Particle production and classical condensates in de Sitter space

TL;DR

This paper analyzes how quantum fluctuations of scalar fields in de Sitter space evolve, showing that low-mass fields develop classical behavior outside the Hubble radius, while heavy fields do not, due to the universe's rapid expansion.

Contribution

It provides a detailed analysis of particle production and classicalization of quantum fluctuations in de Sitter space, highlighting the role of mass and expansion in this process.

Findings

Low-mass fields' occupation number grows and diverges outside the Hubble radius.

Heavy fields' occupation number remains bounded and oscillatory.
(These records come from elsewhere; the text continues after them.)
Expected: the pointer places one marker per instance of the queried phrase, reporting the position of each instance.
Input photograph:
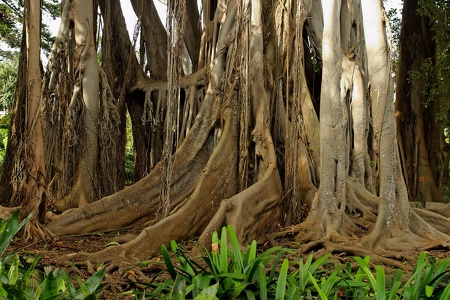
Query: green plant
(230, 273)
(233, 273)
(426, 280)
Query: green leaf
(446, 294)
(168, 262)
(209, 293)
(281, 282)
(12, 226)
(429, 291)
(380, 283)
(179, 289)
(319, 291)
(237, 253)
(262, 281)
(223, 252)
(13, 273)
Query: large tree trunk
(254, 150)
(421, 140)
(33, 177)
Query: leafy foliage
(232, 273)
(436, 72)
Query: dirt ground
(122, 281)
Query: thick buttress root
(195, 209)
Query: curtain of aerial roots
(176, 19)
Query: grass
(229, 271)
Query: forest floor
(122, 282)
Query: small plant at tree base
(231, 273)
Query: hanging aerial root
(217, 181)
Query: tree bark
(420, 138)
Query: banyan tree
(275, 117)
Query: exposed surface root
(194, 211)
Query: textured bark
(253, 149)
(87, 73)
(421, 140)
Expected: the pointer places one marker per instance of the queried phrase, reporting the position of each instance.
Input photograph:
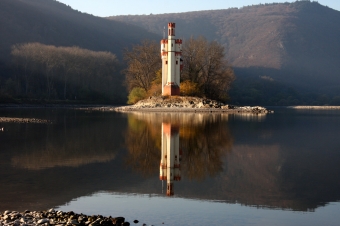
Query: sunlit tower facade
(171, 157)
(171, 54)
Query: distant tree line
(62, 73)
(206, 73)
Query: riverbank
(58, 218)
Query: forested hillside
(283, 54)
(53, 24)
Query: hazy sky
(138, 7)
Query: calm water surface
(175, 169)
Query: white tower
(171, 156)
(171, 52)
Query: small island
(197, 91)
(187, 104)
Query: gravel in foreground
(58, 218)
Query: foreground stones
(57, 218)
(24, 120)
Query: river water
(175, 169)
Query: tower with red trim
(171, 52)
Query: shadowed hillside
(53, 23)
(50, 24)
(290, 46)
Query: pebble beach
(58, 218)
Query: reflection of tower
(171, 156)
(171, 51)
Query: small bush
(136, 95)
(189, 88)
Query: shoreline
(58, 218)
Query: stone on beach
(57, 218)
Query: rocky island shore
(58, 218)
(186, 104)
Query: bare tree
(205, 65)
(143, 63)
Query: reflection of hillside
(204, 141)
(251, 175)
(66, 145)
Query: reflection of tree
(204, 149)
(204, 140)
(143, 145)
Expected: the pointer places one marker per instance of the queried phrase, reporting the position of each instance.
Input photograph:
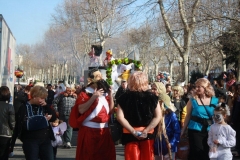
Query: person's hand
(230, 93)
(213, 149)
(110, 93)
(135, 134)
(42, 102)
(215, 141)
(182, 124)
(182, 132)
(169, 146)
(98, 93)
(57, 114)
(48, 117)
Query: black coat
(23, 133)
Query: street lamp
(18, 73)
(180, 60)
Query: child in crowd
(178, 102)
(168, 134)
(221, 136)
(58, 132)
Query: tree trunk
(206, 72)
(156, 68)
(170, 68)
(238, 69)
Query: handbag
(35, 122)
(115, 129)
(213, 154)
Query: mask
(218, 118)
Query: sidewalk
(62, 153)
(68, 154)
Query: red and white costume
(94, 139)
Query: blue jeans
(38, 148)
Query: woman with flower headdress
(200, 110)
(139, 113)
(91, 114)
(168, 130)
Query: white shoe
(68, 145)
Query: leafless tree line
(161, 31)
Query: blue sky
(28, 19)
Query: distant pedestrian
(51, 94)
(199, 118)
(139, 113)
(7, 122)
(221, 136)
(57, 134)
(36, 138)
(62, 105)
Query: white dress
(226, 137)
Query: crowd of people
(154, 117)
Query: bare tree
(188, 23)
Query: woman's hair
(138, 81)
(223, 108)
(27, 88)
(5, 94)
(160, 87)
(103, 84)
(179, 89)
(236, 92)
(231, 76)
(38, 91)
(205, 83)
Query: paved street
(67, 154)
(63, 154)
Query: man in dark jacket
(62, 105)
(51, 94)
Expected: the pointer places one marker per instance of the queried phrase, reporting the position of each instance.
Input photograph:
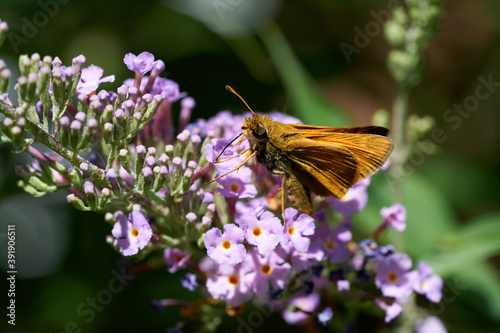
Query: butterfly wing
(368, 144)
(303, 129)
(370, 150)
(327, 169)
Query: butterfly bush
(117, 151)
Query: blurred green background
(279, 55)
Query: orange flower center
(233, 279)
(226, 244)
(265, 269)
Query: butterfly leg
(299, 196)
(239, 166)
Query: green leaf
(305, 100)
(475, 242)
(429, 215)
(484, 279)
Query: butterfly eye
(260, 132)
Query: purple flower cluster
(251, 255)
(198, 201)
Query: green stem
(39, 135)
(400, 114)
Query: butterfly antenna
(228, 88)
(222, 152)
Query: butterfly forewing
(370, 150)
(326, 169)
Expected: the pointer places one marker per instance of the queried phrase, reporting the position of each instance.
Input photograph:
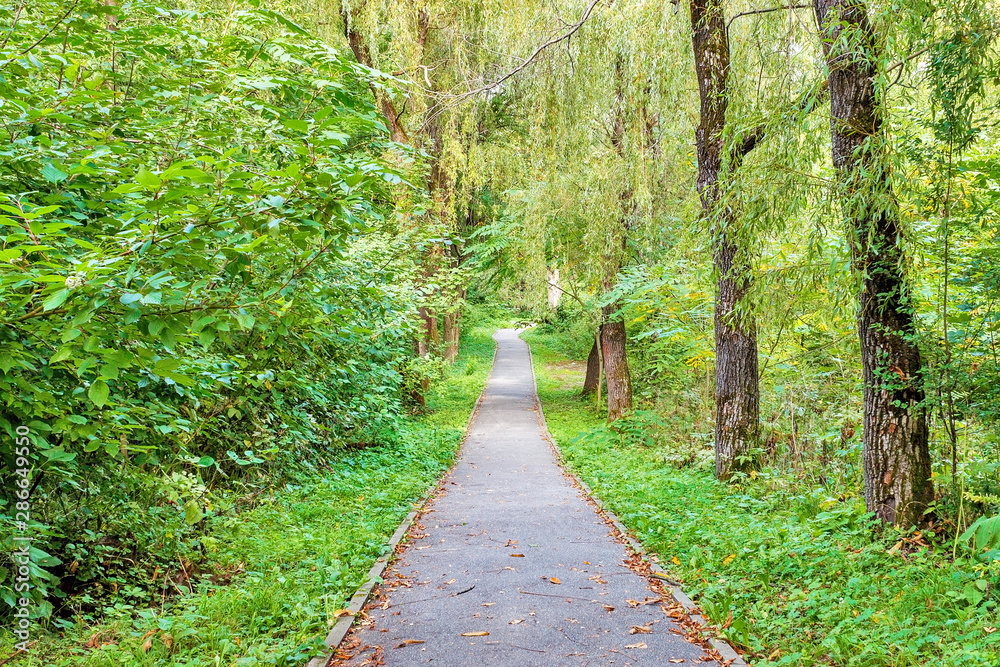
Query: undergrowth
(274, 575)
(792, 575)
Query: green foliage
(194, 292)
(797, 575)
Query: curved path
(513, 550)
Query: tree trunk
(613, 349)
(737, 395)
(363, 55)
(451, 331)
(896, 458)
(593, 377)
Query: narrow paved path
(513, 550)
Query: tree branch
(530, 59)
(765, 11)
(749, 140)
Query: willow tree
(737, 393)
(896, 457)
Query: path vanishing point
(512, 548)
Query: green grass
(806, 578)
(294, 559)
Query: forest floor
(510, 565)
(790, 575)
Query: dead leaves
(648, 600)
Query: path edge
(725, 649)
(360, 598)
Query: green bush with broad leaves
(202, 277)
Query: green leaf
(61, 354)
(148, 180)
(98, 393)
(192, 513)
(55, 300)
(53, 174)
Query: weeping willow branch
(765, 11)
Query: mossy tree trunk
(737, 393)
(897, 470)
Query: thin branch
(806, 102)
(765, 11)
(555, 40)
(52, 29)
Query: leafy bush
(194, 289)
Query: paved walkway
(513, 550)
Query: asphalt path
(511, 565)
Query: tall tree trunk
(613, 336)
(896, 458)
(737, 395)
(450, 333)
(614, 352)
(362, 54)
(593, 377)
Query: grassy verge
(282, 569)
(797, 577)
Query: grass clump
(272, 576)
(795, 576)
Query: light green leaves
(98, 393)
(53, 174)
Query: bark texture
(593, 377)
(614, 340)
(737, 393)
(897, 470)
(450, 334)
(362, 54)
(619, 382)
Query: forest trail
(513, 549)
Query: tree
(897, 471)
(737, 394)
Classical behavior emerges for low-mass fields due to expansion, independent of interactions.

Abstract

The cosmological particle production in a $k=0$ expanding de Sitter universe with a Hubble parameter $H_0$ is considered for various values of mass or conformal coupling of a free, scalar field. One finds that, for a minimally coupled field with mass $0 \leq m^2 < 9 H_0^2/4$ (except for $m^2= 2H_0^2$), the one-mode occupation number grows to unity soon after the physical wavelength of the mode becomes larger than the Hubble radius, and afterwards diverges as $n(t) \sim O(1)(\lambda_{phys}(t)/H_0^{-1})^{2\nu}$, where $\nu \equiv [9/4 - m^2/H_0^2]^{1/2}$. However, for a field with $m^2 > 9H_0^2/4$, the occupation number of a mode outside the Hubble radius is rapidly oscillating and bounded and does not exceed unity. These results, readily generalized for cases of a nonminimal coupling, provide a clear argument that the long-wavelength vacuum fluctuations of low-mass fields in an inflationary universe do show classical behavior, while those of heavy fields do not. The interaction or self-interaction does not appear necessary for the emergence of classical features, which are entirely due to the rapid expansion of the de Sitter background and the upside-down nature of quantum oscillators for modes outside the Hubble radius.